Good Breeding

Event Dates
Boston Conservatory Theater
31 Hemenway Street, Floor 2
Boston
MA
02115
United States

Tickets for this event will be available in December 2025.

CONTENT ADVISORY: Good Breeding contains mature themes. This production includes explicit language, sexual content, and simulated sexual acts. There are also moments of violence, references to war, and potential partial nudity. The play explores themes of complex power dynamics and intergenerational trauma, and features an irreverent, darkly comedic treatment of classical mythology.

Good Breeding by Robert O’Hara is a retelling of the Oresteia by Aeschylus that centers the female characters of Electra, Clytaemnestra, Helen, and Cassandra—as opposed to the traditional male narrative of Orestes. It is a darkly comic and wildly contemporary adaptation of a classical tale of betrayal, love, revenge, bloodshed, and intergenerational trauma, told through a modern lens. The play seeks to answer the questions: What is free will? Is our fate predetermined? And, how do our choices define who we are? 

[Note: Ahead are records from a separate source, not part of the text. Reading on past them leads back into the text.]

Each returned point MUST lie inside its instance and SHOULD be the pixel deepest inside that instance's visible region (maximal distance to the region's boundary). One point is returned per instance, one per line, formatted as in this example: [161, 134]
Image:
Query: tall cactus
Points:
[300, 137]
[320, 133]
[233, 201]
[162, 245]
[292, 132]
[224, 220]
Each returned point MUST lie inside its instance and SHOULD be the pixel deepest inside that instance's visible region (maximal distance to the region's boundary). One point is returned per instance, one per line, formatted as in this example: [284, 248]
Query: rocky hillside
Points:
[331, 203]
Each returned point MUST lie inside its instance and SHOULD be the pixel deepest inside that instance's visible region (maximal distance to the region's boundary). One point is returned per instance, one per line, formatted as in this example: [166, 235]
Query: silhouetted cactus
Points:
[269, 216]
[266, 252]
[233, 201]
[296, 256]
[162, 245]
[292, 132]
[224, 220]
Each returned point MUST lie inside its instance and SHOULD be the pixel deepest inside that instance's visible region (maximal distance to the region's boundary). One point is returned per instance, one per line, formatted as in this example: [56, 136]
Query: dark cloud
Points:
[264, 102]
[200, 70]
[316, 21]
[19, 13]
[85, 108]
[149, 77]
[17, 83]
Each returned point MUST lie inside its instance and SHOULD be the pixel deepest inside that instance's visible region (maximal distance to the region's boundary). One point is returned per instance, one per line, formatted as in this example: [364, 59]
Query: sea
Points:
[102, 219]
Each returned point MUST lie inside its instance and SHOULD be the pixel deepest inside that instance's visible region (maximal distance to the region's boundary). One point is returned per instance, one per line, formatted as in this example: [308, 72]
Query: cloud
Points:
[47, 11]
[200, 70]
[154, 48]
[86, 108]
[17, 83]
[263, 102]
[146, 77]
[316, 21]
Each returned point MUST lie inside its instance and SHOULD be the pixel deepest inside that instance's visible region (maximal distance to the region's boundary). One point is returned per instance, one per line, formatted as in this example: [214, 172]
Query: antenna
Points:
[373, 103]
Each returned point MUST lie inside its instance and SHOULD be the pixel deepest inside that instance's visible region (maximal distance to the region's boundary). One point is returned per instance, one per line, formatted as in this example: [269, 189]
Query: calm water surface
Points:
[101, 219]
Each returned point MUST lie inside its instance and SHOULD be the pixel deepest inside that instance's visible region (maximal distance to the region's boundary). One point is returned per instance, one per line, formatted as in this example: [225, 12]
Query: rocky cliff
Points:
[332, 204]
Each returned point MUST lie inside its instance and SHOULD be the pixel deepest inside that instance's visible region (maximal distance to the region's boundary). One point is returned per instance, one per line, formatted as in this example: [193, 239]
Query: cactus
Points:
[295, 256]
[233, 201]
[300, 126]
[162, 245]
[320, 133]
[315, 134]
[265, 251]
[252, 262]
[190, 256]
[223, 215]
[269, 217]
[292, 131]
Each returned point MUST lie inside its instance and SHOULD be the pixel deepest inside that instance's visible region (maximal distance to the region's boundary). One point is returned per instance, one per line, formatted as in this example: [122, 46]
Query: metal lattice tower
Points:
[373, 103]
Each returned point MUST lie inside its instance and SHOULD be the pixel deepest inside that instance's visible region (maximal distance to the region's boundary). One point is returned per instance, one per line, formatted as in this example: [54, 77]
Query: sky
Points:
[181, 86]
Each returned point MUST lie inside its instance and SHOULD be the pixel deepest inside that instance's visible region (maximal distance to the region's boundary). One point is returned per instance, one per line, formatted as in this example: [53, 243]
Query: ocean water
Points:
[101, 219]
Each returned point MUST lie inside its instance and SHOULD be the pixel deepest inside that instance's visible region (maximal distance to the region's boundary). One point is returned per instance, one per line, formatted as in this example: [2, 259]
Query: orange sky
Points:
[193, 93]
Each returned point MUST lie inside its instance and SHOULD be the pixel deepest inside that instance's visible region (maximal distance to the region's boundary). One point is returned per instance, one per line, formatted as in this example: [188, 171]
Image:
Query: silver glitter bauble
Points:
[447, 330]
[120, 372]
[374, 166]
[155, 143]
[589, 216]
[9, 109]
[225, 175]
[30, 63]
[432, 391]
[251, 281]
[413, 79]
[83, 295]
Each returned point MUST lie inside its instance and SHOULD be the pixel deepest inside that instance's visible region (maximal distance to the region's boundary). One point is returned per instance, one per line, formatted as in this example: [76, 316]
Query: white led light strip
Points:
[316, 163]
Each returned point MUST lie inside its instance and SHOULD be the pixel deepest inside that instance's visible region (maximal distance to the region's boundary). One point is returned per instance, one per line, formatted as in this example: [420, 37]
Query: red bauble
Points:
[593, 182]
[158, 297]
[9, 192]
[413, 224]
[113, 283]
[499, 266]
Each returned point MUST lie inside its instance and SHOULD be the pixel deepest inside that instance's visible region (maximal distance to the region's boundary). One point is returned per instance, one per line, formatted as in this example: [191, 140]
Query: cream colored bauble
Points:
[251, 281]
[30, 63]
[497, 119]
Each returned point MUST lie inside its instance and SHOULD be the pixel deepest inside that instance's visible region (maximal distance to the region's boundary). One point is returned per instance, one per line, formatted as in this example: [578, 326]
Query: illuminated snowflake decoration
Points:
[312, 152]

A human, Tantalus, wanting to gain the power of the Gods, does the unimaginable and serves them a soup unknowingly made from the body of his child. In retaliation, he and his entire family line are cursed for all time. Years later, war has come to Greece, and Helen, the sister of Queen Clytemnestra, has been taken hostage by the city of Troy. Clytemnestra’s husband, Agamemmnon (who is descended from Tantalus), is told by the Gods that if he wants to send troops across the sea to rescue Helen, he must sacrifice his daughter. Clytemnestra, enraged, retaliates with the fury of a mother in pain—coupled with the power of a goddess—and declares war on her husband and the ruling male Senate, slaughtering them all. Her remaining daughter, Electra, avenges the death of her father and sister, and in turn kills her mother. She is tried for this crime, but before she can receive judgement, she escapes to the Underworld to free her mother, father, and sister from the clutches of death. She then turns her sights on the true culprit of all of their troubles, vowing to make him pay for the heartache and struggles of all of humanity: Zeus, the king of the Gods.